The reaction is mixed, some people are very enthusiastic and encouraging about my career choice. Others think that I am trying to be a feminist or trying to prove a point to everyone,  this is definitely not the case! I do this sport because I love it.
There are so few female drivers in the world today and I think that it has both benefits and drawbacks. The benefits are obvious, you are different so you stand out just by being a different gender. This can be good for sponsors. The drawbacks however,  are that you are often more heavily criticised or judged because you are trying to do something different, so if you do something wrong it can take a long time to recover from that.

Many people think that the life of a racedriver is all fun and just a dream. But if you take a look to the ‘inside’ of racing, what is the hardest part of being a racedriver?
The hardest thing about being an up and coming racecar driver is finding funding to continue racing. There is a misconception out there that racecar drivers are paid a lot of money to race and travel the world in private jets. Unfortunately, this is a very small percentage of drivers!
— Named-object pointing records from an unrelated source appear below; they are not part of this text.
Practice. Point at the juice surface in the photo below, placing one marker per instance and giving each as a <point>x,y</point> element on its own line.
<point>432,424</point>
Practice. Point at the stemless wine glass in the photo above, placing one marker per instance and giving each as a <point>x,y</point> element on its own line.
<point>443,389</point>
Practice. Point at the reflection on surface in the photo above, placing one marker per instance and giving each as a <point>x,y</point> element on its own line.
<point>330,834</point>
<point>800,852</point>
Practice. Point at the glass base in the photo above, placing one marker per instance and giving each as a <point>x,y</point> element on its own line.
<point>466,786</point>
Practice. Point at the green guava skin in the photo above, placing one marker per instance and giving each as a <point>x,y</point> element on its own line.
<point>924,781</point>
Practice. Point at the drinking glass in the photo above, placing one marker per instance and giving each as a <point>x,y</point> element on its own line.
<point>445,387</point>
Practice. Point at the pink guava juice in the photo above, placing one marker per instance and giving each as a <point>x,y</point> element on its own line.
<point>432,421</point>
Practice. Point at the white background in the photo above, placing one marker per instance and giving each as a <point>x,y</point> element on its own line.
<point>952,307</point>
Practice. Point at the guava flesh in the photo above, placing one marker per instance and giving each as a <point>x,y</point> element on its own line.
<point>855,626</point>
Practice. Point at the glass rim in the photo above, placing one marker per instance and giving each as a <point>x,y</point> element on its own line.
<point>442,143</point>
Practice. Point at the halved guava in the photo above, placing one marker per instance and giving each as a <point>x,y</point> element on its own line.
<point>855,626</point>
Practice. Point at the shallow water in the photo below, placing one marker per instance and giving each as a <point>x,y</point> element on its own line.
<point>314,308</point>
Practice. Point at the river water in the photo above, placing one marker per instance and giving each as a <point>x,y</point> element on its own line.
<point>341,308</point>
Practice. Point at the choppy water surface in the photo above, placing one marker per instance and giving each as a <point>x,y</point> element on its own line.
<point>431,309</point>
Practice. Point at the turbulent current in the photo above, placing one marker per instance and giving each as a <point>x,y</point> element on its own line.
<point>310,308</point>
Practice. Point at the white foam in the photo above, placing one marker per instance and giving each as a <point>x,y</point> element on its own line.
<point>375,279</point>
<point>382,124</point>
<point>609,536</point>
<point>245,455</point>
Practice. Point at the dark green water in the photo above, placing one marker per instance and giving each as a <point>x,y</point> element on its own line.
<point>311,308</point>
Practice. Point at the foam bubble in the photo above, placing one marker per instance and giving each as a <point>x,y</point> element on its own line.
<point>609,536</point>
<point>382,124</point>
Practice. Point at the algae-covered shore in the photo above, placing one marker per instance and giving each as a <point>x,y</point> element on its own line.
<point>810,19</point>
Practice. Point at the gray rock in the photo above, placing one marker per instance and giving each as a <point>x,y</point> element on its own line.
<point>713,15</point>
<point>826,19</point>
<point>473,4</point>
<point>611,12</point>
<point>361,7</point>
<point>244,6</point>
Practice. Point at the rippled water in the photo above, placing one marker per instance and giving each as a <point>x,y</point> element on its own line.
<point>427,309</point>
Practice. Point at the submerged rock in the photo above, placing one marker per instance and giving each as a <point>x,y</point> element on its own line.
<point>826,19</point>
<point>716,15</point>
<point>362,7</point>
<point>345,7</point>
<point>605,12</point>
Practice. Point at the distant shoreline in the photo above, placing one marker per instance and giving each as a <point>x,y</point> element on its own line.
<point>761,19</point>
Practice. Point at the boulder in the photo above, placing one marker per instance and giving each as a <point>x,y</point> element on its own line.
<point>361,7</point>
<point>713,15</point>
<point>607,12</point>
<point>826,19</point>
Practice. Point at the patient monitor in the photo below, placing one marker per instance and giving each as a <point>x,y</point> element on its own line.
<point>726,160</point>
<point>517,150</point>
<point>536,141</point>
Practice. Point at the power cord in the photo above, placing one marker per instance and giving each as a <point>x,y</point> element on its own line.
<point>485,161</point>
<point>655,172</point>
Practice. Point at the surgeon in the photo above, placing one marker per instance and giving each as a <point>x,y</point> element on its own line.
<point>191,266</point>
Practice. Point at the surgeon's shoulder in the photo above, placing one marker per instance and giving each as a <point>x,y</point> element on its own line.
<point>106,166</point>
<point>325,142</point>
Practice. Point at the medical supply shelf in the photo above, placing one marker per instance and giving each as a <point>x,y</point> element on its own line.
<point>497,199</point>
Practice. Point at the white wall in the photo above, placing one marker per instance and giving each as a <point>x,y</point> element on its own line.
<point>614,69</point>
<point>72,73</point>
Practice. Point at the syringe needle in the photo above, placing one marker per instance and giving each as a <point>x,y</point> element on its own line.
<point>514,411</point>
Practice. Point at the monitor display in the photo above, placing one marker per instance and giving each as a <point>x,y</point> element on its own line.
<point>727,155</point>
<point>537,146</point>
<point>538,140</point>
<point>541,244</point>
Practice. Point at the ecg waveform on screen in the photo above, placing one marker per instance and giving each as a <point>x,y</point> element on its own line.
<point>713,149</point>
On the other hand, another hard thing is trying to keep your emotions under control. Racing is often an emotional sport, but as a driver, you can’t stamp your feet and pout, when something goes wrong. Things always go wrong! You just need to develop a tough skin and get out there and try again.

What would you like to say to everyone that is dreaming of a career in racing?
Don’t give up and follow your dreams. This is not an easy sport and you have to just keep going if you want to achieve what you desire. One of my favourite sayings is that “if it was easy, everyone would be doing it”- I think that it is very true! Oh and I would say good luck and get as much track time as you possibly can in anything- all experience is good experience!